You may have heard of the concept of antibiotic resistance, but what exactly does it mean? It is caused by overuse of antibiotics in both humans and animals. Basically, resistance occurs when bacteria change their targets to resist the effects of an antibiotic. An example of this is the ability of E. coli to add a compound to its cell wall. This is called the mcr-1 gene. To learn more about antibiotic resistance, read the article below.
Mechanisms of bacterial resistance
Bacterial resistance to antibiotics can occur in two main ways: by mutation or by acquisition of new genetic material. Bacterial mutation is an inevitable process that occurs when cells divide, and is the cause of increased antibiotic resistance. Bacteria only have one chromosome, and the more times a cell replicates, the greater the chance for mutation. Acquisition of new genetic material is another common mechanism, which can be a contributing factor to bacterial resistance to antibiotics.
The emergence of resistant bacteria can be traced to the introduction of semi-synthetic penicillin, methicillin. The development of MRSA, or multi-drug-resistant bacteria, was the result of the widespread use of antibiotics. Bacterial genomes are extremely malleable, and their adaptive capacity is vast. Bacterial mutations are influenced by the presence of specific environmental factors such as nutrition, genetic diversification, or DNA exchange mechanisms. Bacterial genomes are constantly exposed to antibiotics, and many of these compounds are excreted unchanged. Because bacteria constantly experience antibiotics, they have become extremely resistant. There are four main mechanisms by which bacteria become resistant to antibiotics:
Horizontal gene transfer
One method used to determine whether horizontal gene transfer is a cause of antibiotic resistance is by studying the genetic code of bacteria. This method uses bioinformatics to identify atypical sequence signatures and strong discrepancies in evolutionary history, indicating that the transferred gene is likely related to genes from the same or neighboring species. In this way, a horizontal gene transfer is confirmed and can be implicated as a cause of antibiotic resistance.

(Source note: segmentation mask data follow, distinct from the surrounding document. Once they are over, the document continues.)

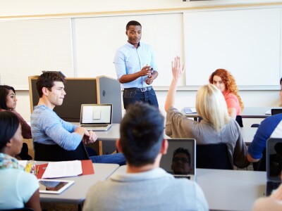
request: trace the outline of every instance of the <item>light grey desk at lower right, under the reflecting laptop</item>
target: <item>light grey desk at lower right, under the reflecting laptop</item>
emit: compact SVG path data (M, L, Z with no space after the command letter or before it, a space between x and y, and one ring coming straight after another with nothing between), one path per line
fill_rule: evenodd
M121 166L114 174L125 171ZM196 174L210 210L251 210L255 200L264 196L266 172L197 169Z

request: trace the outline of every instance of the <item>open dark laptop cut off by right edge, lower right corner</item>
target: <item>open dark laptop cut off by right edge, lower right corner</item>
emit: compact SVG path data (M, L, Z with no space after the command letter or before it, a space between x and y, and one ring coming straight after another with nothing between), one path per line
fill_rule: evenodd
M282 139L269 138L266 141L266 196L281 184Z

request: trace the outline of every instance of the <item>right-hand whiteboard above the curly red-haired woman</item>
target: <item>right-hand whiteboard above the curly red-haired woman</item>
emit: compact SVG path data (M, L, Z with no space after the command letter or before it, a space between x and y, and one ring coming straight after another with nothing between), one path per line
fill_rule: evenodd
M281 9L183 14L186 85L207 84L218 68L240 87L262 89L281 77Z

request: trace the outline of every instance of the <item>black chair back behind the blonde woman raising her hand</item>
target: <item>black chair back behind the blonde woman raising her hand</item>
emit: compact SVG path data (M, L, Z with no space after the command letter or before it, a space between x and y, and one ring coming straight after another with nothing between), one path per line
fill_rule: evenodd
M226 143L197 144L196 166L202 169L233 170Z

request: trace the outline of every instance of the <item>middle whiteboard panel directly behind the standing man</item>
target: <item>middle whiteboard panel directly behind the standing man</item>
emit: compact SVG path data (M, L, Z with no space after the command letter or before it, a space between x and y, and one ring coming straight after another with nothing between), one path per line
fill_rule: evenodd
M130 20L141 23L141 41L155 51L159 76L153 86L171 84L171 60L183 56L183 13L74 18L75 76L116 78L114 55L127 41L125 25Z

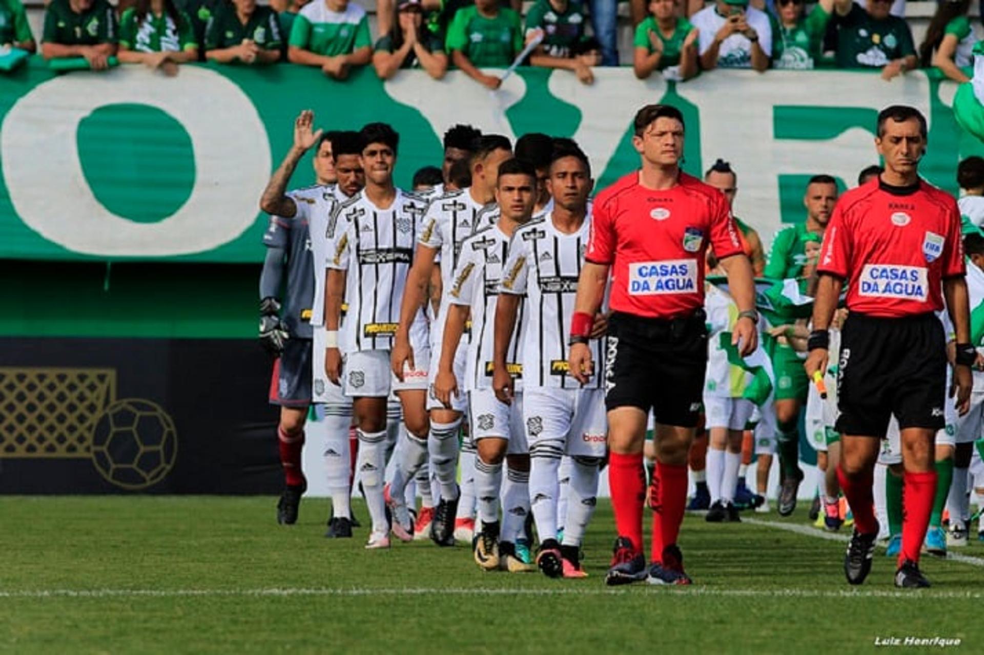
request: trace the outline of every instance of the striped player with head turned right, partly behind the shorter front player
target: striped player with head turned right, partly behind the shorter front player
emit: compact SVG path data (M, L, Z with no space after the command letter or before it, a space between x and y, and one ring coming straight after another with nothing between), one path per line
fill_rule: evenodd
M424 217L424 228L417 240L417 250L403 291L400 306L400 328L393 346L391 366L398 378L417 365L420 354L409 340L406 326L416 315L428 297L434 262L440 253L442 286L450 288L450 278L455 270L461 250L461 242L474 232L475 224L483 208L495 200L495 180L499 164L512 155L509 140L496 135L486 135L475 142L471 158L471 187L448 194L430 204ZM431 326L431 367L429 385L433 385L436 364L441 357L440 335L444 330L447 307L442 306L437 320ZM463 366L463 349L457 360ZM459 369L461 370L461 369ZM405 506L399 505L406 482L427 459L430 449L430 465L441 487L441 501L434 516L431 538L441 546L453 546L454 521L458 511L460 490L455 480L458 464L458 434L461 428L463 399L456 399L448 406L429 398L430 434L423 437L407 431L408 443L401 448L400 462L390 484L390 498L398 501L393 506L397 522L402 520ZM429 448L428 448L429 443Z

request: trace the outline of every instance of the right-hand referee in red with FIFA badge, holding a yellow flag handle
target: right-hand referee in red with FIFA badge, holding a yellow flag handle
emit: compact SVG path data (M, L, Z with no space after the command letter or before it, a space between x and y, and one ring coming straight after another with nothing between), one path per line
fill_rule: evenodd
M928 587L919 571L936 493L934 442L944 427L947 353L936 312L946 307L956 332L956 407L969 406L970 344L960 213L949 194L919 178L926 118L895 105L878 115L875 146L885 159L878 179L837 202L824 238L807 374L827 370L830 318L847 284L850 316L841 333L836 429L842 437L837 478L854 512L844 573L861 584L871 570L879 525L872 478L894 414L904 474L902 550L897 587Z

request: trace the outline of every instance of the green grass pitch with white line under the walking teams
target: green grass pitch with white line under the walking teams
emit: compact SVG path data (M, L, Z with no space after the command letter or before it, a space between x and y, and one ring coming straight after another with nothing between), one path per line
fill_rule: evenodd
M429 542L366 552L366 528L322 537L326 501L306 500L292 527L277 526L275 503L0 499L0 651L853 653L876 637L938 636L973 652L984 638L977 542L962 562L924 558L934 587L901 593L884 551L850 588L839 542L688 516L693 587L609 589L607 503L584 580L485 573L466 548ZM806 524L805 510L753 518Z

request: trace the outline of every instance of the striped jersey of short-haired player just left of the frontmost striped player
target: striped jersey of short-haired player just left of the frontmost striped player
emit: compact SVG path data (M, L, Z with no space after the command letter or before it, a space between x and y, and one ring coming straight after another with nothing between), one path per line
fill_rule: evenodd
M465 390L492 387L492 353L495 340L495 307L499 284L506 271L509 239L498 225L468 237L461 244L455 278L445 287L445 301L471 308L471 340L463 387ZM516 390L523 387L523 331L526 327L525 298L520 301L516 329L507 352ZM443 338L443 333L442 333Z

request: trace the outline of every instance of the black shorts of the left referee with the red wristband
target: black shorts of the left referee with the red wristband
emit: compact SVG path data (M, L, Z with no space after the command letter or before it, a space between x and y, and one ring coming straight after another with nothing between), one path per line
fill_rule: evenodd
M666 321L615 312L608 320L605 406L653 410L656 423L697 426L707 371L707 315Z

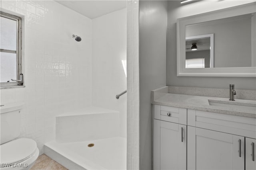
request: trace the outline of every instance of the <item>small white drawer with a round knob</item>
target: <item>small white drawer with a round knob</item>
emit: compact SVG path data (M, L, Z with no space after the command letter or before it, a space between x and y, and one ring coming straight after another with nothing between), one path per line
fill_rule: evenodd
M154 119L187 124L187 109L154 105Z

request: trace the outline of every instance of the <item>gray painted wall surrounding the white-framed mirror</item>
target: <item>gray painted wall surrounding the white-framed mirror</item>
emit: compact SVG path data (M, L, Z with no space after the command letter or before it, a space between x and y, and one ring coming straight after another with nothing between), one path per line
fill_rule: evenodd
M178 18L196 15L212 10L228 8L252 1L198 1L180 4L180 1L168 1L168 30L166 55L167 86L190 86L205 88L229 88L235 84L236 89L256 90L256 78L232 77L177 77L176 76L176 21Z

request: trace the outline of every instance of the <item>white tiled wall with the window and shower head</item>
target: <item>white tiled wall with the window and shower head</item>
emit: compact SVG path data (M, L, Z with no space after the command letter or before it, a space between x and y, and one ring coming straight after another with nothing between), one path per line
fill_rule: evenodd
M55 1L1 0L0 6L23 16L26 86L1 89L1 104L25 103L20 137L34 139L42 154L55 138L56 115L92 105L92 21Z

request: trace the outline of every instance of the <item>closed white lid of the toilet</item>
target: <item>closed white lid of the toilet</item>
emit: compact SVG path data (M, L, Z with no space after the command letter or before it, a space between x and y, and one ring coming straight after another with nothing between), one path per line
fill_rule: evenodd
M1 163L17 163L28 159L36 151L36 142L20 138L0 145Z

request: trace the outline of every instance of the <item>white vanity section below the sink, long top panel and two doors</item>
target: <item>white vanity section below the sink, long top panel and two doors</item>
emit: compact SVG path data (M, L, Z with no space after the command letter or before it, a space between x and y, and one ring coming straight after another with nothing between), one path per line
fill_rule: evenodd
M188 169L256 170L255 118L192 109L187 115Z

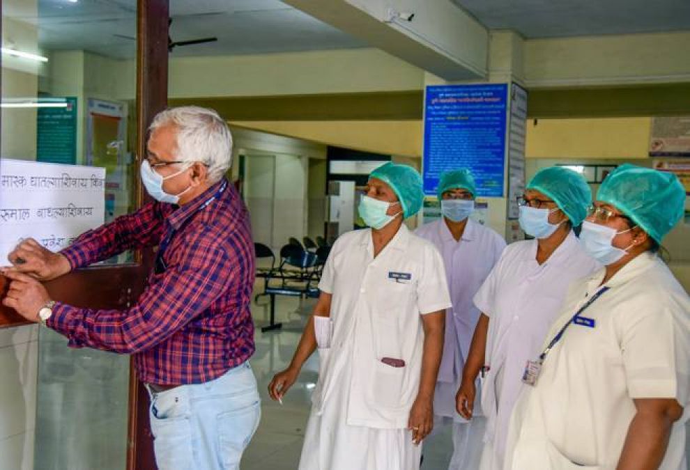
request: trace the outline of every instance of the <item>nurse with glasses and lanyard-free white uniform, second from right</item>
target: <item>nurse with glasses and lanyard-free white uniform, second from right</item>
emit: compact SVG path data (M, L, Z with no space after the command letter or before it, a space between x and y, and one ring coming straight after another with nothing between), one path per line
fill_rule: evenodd
M509 418L523 386L525 363L542 345L567 286L599 268L572 230L582 223L591 202L590 188L578 173L560 166L537 172L518 201L520 226L535 240L507 246L475 295L482 315L456 405L464 418L473 416L475 379L481 372L486 416L481 469L503 467Z

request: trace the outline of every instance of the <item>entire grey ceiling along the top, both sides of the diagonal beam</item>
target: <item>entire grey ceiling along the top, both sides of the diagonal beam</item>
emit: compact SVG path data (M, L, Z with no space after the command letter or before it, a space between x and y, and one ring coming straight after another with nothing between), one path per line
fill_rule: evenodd
M3 16L38 25L40 47L135 56L136 0L4 0ZM690 30L690 0L447 0L489 29L526 38ZM174 56L367 47L280 0L170 0L171 38L216 36ZM5 38L7 40L8 38Z

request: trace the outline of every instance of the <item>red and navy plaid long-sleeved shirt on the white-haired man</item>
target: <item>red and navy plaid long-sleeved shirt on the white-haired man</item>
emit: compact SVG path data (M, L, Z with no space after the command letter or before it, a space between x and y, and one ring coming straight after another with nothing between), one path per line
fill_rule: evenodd
M151 273L135 306L93 310L58 302L47 325L71 347L133 354L142 382L208 382L254 353L254 244L233 185L223 180L177 210L150 203L89 230L61 253L75 269L158 245L168 230L174 234L162 256L165 269Z

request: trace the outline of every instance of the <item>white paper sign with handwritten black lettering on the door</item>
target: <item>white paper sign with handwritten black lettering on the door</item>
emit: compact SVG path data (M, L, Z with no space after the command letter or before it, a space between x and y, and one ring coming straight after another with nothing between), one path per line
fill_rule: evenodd
M105 169L0 161L0 265L24 238L59 251L104 215Z

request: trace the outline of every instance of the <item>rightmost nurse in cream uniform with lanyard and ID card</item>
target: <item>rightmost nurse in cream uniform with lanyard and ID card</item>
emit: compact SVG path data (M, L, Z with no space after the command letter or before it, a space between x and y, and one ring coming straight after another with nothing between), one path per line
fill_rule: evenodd
M604 180L580 240L606 267L572 285L531 358L506 469L686 469L690 299L657 256L684 203L672 173Z

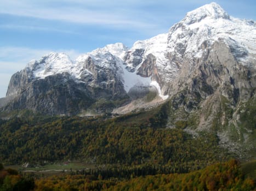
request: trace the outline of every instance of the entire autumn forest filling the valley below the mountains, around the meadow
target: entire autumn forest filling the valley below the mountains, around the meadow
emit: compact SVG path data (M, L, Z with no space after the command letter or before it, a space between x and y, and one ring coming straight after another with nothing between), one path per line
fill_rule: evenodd
M217 135L191 135L166 123L165 105L117 117L45 117L24 111L2 119L4 166L79 161L93 167L44 175L1 165L0 190L255 189L250 169L255 163L243 171L236 156L219 146Z

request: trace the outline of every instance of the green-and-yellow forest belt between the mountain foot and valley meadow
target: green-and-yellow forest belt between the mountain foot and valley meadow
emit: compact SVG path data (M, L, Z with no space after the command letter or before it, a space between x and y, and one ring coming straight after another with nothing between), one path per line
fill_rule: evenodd
M135 117L140 118L136 123ZM0 160L4 165L65 160L129 166L150 164L169 166L168 172L183 173L230 158L219 147L217 136L202 133L193 137L183 129L156 127L157 120L154 114L2 120Z

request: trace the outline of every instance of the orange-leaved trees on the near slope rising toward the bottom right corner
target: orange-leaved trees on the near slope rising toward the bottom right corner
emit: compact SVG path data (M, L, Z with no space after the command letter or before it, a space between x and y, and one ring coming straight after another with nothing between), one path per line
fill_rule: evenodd
M139 190L139 188L151 190L152 186L159 188L156 190L253 190L256 186L255 182L242 177L237 162L230 160L188 174L134 178L119 183L117 186L111 187L110 190L115 188L118 188L118 190Z

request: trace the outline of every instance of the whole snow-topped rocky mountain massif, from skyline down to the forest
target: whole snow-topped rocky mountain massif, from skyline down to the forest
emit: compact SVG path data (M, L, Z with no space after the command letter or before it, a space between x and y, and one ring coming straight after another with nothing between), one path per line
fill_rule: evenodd
M216 3L190 11L168 33L106 45L72 61L49 53L10 80L2 111L124 114L168 103L167 127L214 130L235 150L255 140L256 23ZM254 124L254 125L253 125ZM237 142L240 142L237 146Z

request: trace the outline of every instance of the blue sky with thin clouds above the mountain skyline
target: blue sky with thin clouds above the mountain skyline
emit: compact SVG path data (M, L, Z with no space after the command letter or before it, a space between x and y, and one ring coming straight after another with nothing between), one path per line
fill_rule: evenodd
M131 47L168 32L188 11L212 1L0 0L0 97L31 59L66 52L72 59L106 44ZM255 0L221 0L231 16L256 21Z

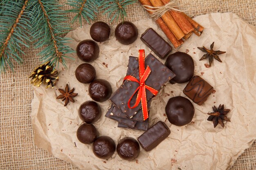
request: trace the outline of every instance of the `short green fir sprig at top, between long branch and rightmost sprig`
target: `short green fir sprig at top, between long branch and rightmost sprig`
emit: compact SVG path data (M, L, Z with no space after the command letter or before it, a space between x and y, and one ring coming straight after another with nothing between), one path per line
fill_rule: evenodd
M90 24L90 19L95 20L95 18L97 18L95 13L99 13L98 3L95 0L68 0L67 4L73 7L72 9L67 10L67 12L76 13L71 23L79 20L81 27L82 18Z

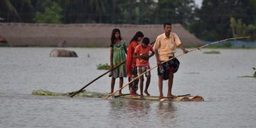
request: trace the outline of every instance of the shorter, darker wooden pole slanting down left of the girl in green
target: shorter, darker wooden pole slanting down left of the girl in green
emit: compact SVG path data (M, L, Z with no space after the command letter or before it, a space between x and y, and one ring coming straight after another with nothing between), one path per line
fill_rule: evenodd
M152 43L150 43L150 44L152 45L152 44L155 43L155 42L156 42L156 41L154 41L154 42L152 42ZM102 76L106 75L107 73L110 73L110 71L114 70L115 68L119 67L120 65L122 65L122 64L124 64L124 63L126 63L126 60L124 60L122 63L119 63L118 65L114 66L114 68L112 68L112 69L110 69L110 70L107 70L106 73L103 73L102 75L100 75L99 77L95 78L95 79L92 80L91 82L87 83L87 85L85 85L84 87L82 87L80 90L75 91L75 92L70 92L70 93L69 93L70 97L74 97L74 96L77 95L78 93L83 92L84 89L85 89L85 87L87 87L87 86L89 86L90 84L92 84L92 82L95 82L96 80L100 79Z

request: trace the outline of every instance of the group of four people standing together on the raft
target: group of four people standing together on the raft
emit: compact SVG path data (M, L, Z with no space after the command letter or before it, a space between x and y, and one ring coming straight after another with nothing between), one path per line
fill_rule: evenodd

The mechanism by which HGT occurs varies between bacteria of different species. It can occur between strains of the same species as well as across orders and families. The relationship between two bacteria plays a role in the success of the transfer, with closely related bacteria being more likely to transfer genetic material than less closely related ones. Horizontal gene transfer is an important cause of antibiotic resistance. To understand how horizontal gene transfer works, we must look at the different mechanisms that bacteria use to pass on their genes to each other.
Mutations in genes
The rate at which genes change to become resistant to antibiotics is regulated by gene specificity. In many cases, these mutations have no additional costs and the population remains resistant to antibiotics without selective pressure. However, in some cases, mutated genes do cause antibiotic resistance, and these mutations may be compensated by further mutations in other regions of the chromosome. This is a rare case. This study identifies two genes that are particularly important for the development of resistance to antibiotics.
The rate of mutation varies with antibiotic concentrations. The number of selectable mutations is dependent on the concentration and structure of the drug. The mutation rate decreases dramatically when the concentration of selectors is high. If the concentration of antibiotic is high enough, mutation rates increase, but they do not completely eliminate antibiotic resistance. Moreover, a single mutation is not enough to produce resistance. For a single antibiotic, multiple mutations must occur.
Global cell adaptive response
The global cell adaptive response to antibiotic resistance (GCR) has been poorly understood. This is largely due to incomplete understanding of the interplay between environmental conditions and the development of resistance in bacteria. This article explores the genetic, metabolic, and functional constraints of antibiotic resistance in GCR. In particular, we explore how metabolic changes lead to the acquisition of antibiotic resistance. We demonstrate that resistance to antibiotics is driven by the synthesis of different substances in the cell.
The study found that genes expressed during the generalised response to antibiotics include the stringent response, osmotic stress sigma factor sE, and ppGpp synthetase RelA. This data suggests that removing these genes reduces the level of resistance to vancomycin and bacitracin in E. coli. Identifying the genes involved in global cell adaptive response to antibiotics can provide a useful guide to detecting drug resistance in E. coli and other bacterial species.
While evolution occurs over geological time, the process is more rapid when an environment is subjected to a strong selective pressure. This is what happens in the environment of AMR. Antimicrobials have been applied widely in very high doses for many years, triggering a rapid selection pressure response that resulted in the spread of resistance genes and the production of new AMR-producing genes. Currently, the AMR crisis does not appear to have reached an irreversible state, but it remains an unresolved issue.
Antibiotic resistance can be reversed or reduced by using alternative methods of controlling bacteria. Alternative treatments for insect pests and hand-washing are among the methods that can slow evolution. Changing antibiotics or changing the dosage may help to delay the onset of full resistance to antibiotics. However, there is a fundamental arms race that still remains and costs lives. In the long run, no approach will be effective. Until then, the only way to combat the problem is to slow down the pace of evolution.